Introduction:
A prominent healthcare company faced the challenge of modernizing its infrastructure to meet the demands of a dynamic market while ensuring cost efficiency. A hybrid structure spanned throughout AWS cloud and on-premises environments, coupled with the imperative to integrate AI-driven services into their applications.
The Challenge:
- Achieving a seamless migration to the cloud environment without disrupting critical operations.
- Orchestrating the simultaneous deployment of numerous AWS services across the organization.
- Reducing the substantial $1.5 million monthly infrastructure costs without compromising service quality.
- Incorporating AI services into existing applications while ensuring optimal performance and cost-efficiency.
Timelines:
Understanding the infra was a big challenge as the landing zones are to be created.
- Understanding the Hybrid Infra: 10-15 days (about 2 weeks)
- Migration: 4 months
- Cloud Deployment (includes Cloud + AI services): 3 months
- Cost Optimization: 2 months
The Solution:
Our team devised a comprehensive strategy to address the client’s requirements, focusing on efficient migration, AWS service deployments, including AI services, all under strict cost optimization measures.

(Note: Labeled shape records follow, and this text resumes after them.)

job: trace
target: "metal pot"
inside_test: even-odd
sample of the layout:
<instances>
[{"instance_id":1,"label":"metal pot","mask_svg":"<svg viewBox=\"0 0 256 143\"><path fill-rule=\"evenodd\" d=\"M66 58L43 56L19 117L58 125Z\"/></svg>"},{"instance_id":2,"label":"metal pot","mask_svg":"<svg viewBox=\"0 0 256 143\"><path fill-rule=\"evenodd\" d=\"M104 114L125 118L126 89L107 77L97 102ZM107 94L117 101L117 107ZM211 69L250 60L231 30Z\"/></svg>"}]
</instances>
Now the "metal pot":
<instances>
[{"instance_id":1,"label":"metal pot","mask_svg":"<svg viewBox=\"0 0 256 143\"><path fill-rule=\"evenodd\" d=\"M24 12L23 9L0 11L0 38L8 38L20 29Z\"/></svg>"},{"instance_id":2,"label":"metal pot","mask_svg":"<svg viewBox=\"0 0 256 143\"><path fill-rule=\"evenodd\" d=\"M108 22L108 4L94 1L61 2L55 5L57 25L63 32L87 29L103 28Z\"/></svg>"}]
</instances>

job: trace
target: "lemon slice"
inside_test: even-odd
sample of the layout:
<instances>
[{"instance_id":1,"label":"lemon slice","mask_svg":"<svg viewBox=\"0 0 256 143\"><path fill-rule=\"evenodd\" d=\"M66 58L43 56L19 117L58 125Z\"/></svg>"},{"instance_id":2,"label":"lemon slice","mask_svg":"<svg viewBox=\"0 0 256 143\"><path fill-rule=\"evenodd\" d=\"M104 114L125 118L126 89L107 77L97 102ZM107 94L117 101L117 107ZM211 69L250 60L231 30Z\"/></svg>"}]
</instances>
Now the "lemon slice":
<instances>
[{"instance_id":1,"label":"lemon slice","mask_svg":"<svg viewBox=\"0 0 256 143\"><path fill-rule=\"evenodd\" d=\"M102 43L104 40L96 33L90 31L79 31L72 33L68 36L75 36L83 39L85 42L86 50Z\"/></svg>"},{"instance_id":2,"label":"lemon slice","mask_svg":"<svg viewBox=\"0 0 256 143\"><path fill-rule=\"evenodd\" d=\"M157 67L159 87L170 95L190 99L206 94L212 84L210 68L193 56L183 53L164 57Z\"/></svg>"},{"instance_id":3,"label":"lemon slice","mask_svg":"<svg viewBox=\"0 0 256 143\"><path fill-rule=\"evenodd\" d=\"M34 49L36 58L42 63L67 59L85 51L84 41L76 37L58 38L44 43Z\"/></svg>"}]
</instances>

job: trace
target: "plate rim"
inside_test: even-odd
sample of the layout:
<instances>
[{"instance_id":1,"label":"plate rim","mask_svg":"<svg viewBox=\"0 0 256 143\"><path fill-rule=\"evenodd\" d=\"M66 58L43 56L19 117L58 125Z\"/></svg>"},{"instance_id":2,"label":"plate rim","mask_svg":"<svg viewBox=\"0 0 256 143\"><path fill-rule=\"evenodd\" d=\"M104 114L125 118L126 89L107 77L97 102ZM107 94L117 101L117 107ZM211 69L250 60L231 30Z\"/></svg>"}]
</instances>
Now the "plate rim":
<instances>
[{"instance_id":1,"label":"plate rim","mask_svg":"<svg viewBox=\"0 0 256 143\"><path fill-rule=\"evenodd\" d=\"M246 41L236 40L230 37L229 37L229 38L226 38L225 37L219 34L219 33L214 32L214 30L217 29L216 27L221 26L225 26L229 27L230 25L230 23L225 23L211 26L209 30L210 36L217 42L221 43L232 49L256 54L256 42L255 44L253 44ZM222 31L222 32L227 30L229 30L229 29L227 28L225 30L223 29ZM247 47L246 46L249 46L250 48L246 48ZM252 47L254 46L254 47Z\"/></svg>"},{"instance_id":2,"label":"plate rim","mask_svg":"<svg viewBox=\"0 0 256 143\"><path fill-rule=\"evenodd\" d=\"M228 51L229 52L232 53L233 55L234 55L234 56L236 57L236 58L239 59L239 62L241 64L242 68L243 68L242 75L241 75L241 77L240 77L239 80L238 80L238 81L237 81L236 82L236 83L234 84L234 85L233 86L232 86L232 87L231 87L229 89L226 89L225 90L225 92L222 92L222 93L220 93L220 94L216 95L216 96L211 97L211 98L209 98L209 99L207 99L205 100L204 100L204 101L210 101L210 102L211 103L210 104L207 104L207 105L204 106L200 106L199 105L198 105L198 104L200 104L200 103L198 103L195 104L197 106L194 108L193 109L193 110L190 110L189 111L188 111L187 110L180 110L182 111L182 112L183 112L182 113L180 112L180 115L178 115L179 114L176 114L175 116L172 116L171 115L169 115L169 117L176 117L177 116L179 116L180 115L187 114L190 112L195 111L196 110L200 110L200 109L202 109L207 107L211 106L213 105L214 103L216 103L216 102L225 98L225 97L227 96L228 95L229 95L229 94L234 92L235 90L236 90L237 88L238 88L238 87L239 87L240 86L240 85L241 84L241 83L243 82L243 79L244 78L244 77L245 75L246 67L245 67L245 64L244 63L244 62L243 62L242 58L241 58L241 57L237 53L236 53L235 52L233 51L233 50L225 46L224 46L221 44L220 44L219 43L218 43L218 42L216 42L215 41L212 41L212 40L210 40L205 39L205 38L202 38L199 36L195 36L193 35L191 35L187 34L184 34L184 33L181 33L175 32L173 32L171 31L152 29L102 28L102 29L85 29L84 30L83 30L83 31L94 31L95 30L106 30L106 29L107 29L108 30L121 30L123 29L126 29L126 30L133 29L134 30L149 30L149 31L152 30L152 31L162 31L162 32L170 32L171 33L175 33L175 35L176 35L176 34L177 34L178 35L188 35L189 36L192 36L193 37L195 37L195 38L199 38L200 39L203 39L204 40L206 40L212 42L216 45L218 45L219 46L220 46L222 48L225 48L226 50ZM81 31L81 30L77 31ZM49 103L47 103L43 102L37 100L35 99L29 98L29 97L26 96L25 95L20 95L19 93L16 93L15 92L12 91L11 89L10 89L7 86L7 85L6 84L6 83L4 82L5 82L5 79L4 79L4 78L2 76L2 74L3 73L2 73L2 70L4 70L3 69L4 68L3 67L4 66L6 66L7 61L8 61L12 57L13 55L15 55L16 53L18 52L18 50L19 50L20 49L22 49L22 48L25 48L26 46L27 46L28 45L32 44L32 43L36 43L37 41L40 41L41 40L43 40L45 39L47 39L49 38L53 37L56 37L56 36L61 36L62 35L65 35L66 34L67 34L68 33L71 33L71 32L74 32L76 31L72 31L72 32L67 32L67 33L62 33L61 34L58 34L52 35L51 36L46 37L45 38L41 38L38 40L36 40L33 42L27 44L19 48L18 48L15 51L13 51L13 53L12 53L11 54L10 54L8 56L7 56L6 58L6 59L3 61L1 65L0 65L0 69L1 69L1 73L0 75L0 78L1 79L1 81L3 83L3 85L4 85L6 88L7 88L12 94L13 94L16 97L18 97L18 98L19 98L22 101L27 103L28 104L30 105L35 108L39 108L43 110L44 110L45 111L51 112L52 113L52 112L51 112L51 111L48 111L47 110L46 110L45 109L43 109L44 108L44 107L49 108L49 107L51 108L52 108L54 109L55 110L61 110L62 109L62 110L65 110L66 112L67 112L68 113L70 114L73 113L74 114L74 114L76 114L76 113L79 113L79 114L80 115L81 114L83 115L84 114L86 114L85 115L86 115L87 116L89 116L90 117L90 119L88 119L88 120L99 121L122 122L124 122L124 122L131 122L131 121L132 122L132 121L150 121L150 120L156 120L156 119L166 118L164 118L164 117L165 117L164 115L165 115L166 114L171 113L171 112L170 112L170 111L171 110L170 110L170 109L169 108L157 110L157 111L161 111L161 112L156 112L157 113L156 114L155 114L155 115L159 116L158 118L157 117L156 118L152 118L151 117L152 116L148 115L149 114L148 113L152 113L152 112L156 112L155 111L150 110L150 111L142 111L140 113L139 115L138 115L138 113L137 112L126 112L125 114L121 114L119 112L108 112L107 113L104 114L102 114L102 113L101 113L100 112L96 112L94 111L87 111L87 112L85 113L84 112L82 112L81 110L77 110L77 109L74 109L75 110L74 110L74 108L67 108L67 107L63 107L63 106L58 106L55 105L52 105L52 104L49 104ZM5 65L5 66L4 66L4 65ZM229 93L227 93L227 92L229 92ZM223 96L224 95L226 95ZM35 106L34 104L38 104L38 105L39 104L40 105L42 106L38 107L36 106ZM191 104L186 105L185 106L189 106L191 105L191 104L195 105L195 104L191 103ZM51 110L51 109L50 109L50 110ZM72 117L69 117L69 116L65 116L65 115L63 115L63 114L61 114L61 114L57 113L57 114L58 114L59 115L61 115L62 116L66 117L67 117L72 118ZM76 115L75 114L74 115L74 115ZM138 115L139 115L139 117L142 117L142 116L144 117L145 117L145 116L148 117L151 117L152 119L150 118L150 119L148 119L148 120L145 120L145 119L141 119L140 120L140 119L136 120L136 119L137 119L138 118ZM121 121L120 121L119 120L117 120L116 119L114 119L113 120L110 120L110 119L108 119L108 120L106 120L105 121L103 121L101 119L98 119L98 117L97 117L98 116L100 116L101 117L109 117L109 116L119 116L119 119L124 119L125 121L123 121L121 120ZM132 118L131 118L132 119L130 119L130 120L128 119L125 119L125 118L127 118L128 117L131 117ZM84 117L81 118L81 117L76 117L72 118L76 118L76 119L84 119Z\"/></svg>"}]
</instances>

Before Migration (Hybrid Infrastructure):
On-Premises Infrastructure:
- Physical servers hosting legacy applications and databases.
- Local storage systems for data management.
- Network infrastructure including routers, switches, and firewalls.
- Backup and disaster recovery solutions on-site.
AWS Infrastructure:
- Limited usage, primarily for testing and development environments.
- No production workloads deployed on AWS.
- Some AWS services might have been provisioned for specific use cases, such as S3 for file storage or EC2 instances for testing.
- Route 53
- AWS LBs to bring traffic into their Physical Servers.
After Migration to AWS:
AWS Infrastructure:
- Amazon EC2 (Elastic Compute Cloud)
- Amazon RDS (Relational Database Service)
- Amazon S3 (Simple Storage Service)
- Amazon CloudFront
- AWS Lambda
- Amazon SES (Simple Email Service)
- Amazon CloudWatch
- Amazon CloudFormation
- Amazon EKS (Elastic Kubernetes Service)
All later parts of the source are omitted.